10 ways to make every day Earth Day
Toby Talbot / AP File Photo
Crocuses are a sure sign of spring.
In Vermont tomorrow, Earth Day falls at the ripening of spring — when the snow melts, the days warm, the first snowdrops and crocuses color our muddy lawns and we awake at first light — ever earlier — to the sound of songbirds back from their winter respite in points south.
These sure signs of the end of nature’s winter slumber remind us of our connection to the environment.
On Earth Day, we are reminded that each one of us has a role to play to protect, for our children and grandchildren, the beauty and wonder of this place: the clear trout stream and fresh mountain air, the deep forests and green meadows, the bobcat and the bear. We take stock of the challenges we face as a state, a nation and a world and rededicate ourselves to good environmental stewardship.
This Earth Day, I ask Vermonters to commit ourselves to celebrating Earth Day every day. Here are 10 simple ways you can help:
1. Green up Vermont. Every spring when the snow melts we see litter that has accumulated on our roadsides and in our woods and rivers. Help keep Vermont beautiful by joining a cleanup team in your community on Green Up Day (May 4) www.greenupvermont.org.
2. Choose local. Whether it is buying produce at a local farmers market, honey from a local beekeeper, furniture from a Vermont woodworker or bread from a local bakery, buying local helps preserve Vermont’s working landscape, supports a vibrant economy and reduces your carbon footprint. Better yet, plant a garden. The exercise and fresh healthy, vegetables are good for you and good for the planet.
3. Turn off your car. Idling your car affects air quality, contributes to increased incidence of asthma and also contributes to global warming. If Americans cut idling time in half we would prevent as much as 26 million tons of carbon dioxide from entering the atmosphere each year. If you idle for more than 10 seconds, you use more fuel than restarting your engine, so idling also wastes money and gas.
4. Kick your addiction to fossil fuels. Vermonters’ leading contributions to global warming (greenhouse gas emissions) come from the fossil fuels we use to heat our homes and businesses and to fuel our cars. Reduce your carbon footprint (and save gas money) by walking, taking a bus, riding a bike and carpooling. Heat your house using Vermont wood with a woodstove or pellet stove. Visit Efficiency Vermont to take advantage of energy saving incentives (www.efficiencyvermont.com).
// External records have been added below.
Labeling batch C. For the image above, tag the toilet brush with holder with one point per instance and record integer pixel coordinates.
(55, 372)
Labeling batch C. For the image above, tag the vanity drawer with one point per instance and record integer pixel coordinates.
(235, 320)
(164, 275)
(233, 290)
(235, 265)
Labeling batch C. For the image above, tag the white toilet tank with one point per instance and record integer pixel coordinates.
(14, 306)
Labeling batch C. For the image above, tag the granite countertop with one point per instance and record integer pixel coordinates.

5. Button up your house. Give your house an energy audit and find ways to make your home more comfortable while saving money and reducing your carbon footprint. Weatherize your house to save energy, save money and to stay warm. Even better, help your neighbors do this as well by getting your town to participate in the Vermont Home Energy Challenge (www.efficiencyvermont.com).
6. Waste not, want not. When we reduce what we use, reuse what we can and recycle the rest, we save money and save the planet. Turn off lights and unplug electronics to conserve electricity and save on your electric bill. Office workers in America use, on average, 10,000 sheets of copy paper each year. Think before you print — and save money and paper by using email.
7. Fill a reusable water bottle from your tap. Tap water is cleaner, cheaper and healthier than store-bought water. One and a half million tons of plastic water bottles are thrown out every year. In Vermont we spend more than $10 million every year to ensure that municipal tap water is clean and healthy. Taking advantage of that investment is good for your health, your wallet and the health of our communities.
8. Take a child to a state forest or park. Research shows that a person develops a love of the outdoors and a positive environmental ethic through childhood experiences in nature. We also know that when kids spend many hours every day sitting in front of a television or computer they have a greater risk of obesity, diabetes and depression. There are many great ways to have fun with kids outdoors in Vermont. Take the Vermont Venture Outdoor Challenge and earn a free season’s pass to Vermont State Parks (www.vtstateparks.com), participate in a Becoming an Outdoor Family program (www.uvm.edu) and learn how to hunt, fish and camp, or take your canoe to one of Vermont’s many beautiful ponds or rivers.
9. Get involved. Make a difference in your community. Join your conservation commission, energy committee or planning commission. Become a master gardener or urban forester, or volunteer to teach environmental education in your local school.
10. Take time every day to appreciate Vermont’s natural beauty. We are lucky to live in Vermont. Get out and enjoy the mountains, rivers and forests, and celebrate Earth Day every day.
Deb Markowitz is secretary of the Vermont Agency of Natural Resources.